Attach numeric node-level features to an ete3.Tree.

Important attributes are feature_names, an ordered immutable feature list, and available_features, an immutable membership set. Use feature_names as the column order for graph conversion.

Built-in features include node_time, time_bin, is_internal, is_tip, is_fossil, is_extant, sampled-ancestor indicators, branch_length, rescale_factor, and extant_sampling_probability.

Common failures include invalid constructor values, non-positive origin_time, duplicate feature requests, unknown feature names, and rescaling trees with no non-zero branch lengths.

add_features(tree, origin_time, feature_names=None, rescale=True, inplace=True)

Compute requested node features and attach them to each node.

rescale_tree(tree, inplace=True)

Rescale non-zero branch lengths so their mean becomes one.

get_available_features()

Return the registered feature names in stable order.

Graph conversion

class TreeToGraphConverter(feature_names=None, add_virtual_nodes=False, num_time_bins=None, traversal_strategy='preorder', bidirectional=True, connect_virtual_to_real=True, connect_virtual_chain=True, append_is_virtual_feature=True, preserve_node_names=True, copy_sampling_prob_to_virtual=True)

Convert a feature-bearing ete3.Tree to a PyTorch Geometric Data object.

feature_names defines the feature column order.

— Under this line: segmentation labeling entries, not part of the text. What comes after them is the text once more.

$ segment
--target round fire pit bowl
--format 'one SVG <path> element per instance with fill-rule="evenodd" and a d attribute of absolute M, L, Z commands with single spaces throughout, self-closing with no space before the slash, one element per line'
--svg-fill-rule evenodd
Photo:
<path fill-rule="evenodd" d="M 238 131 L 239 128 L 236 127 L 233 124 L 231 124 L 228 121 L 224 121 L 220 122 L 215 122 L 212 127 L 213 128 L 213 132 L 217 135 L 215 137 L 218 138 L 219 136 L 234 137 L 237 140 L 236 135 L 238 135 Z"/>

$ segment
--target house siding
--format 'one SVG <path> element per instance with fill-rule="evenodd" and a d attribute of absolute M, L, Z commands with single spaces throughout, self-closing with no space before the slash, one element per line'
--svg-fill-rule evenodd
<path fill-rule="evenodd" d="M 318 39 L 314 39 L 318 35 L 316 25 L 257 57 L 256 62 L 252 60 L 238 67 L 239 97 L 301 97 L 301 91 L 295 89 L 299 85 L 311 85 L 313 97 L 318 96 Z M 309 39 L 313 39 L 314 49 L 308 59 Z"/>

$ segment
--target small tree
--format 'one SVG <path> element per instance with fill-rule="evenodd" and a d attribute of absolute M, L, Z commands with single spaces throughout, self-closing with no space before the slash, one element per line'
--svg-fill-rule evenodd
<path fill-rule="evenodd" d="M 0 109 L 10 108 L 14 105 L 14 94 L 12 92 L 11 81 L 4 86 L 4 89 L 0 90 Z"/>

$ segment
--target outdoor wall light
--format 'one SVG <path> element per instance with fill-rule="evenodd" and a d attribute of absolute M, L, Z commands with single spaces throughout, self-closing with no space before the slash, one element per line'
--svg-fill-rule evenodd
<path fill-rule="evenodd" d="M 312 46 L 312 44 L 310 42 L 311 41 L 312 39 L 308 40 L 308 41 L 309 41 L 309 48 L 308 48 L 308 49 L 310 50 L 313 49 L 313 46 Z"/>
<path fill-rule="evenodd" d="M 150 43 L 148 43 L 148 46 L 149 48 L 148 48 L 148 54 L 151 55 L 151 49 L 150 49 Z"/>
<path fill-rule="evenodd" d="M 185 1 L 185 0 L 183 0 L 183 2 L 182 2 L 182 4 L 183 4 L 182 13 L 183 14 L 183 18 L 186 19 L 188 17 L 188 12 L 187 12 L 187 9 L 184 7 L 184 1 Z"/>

Every node must contain every requested feature and each feature value must be numeric.

Output fields include x, edge_index, edge_type, original_num_nodes, virtual_node_mask, node_type, optional node_names, optional num_time_bins, and user-provided graph-level attributes.

Edge type values are 0 for tree edges, 1 for virtual-to-real edges, and 2 for virtual-chain edges.

convert(tree, graph_attrs=None)

Return graph data for one tree.

convert_and_save(tree, path, graph_attrs=None, create_dirs=True)

Convert a tree, save the graph, and return it.

save_data(data, path, create_dirs=True)

Save a PyG Data object with torch.save.

static load_data(path, map_location=None)

Load a saved PyG Data object from a trusted project output.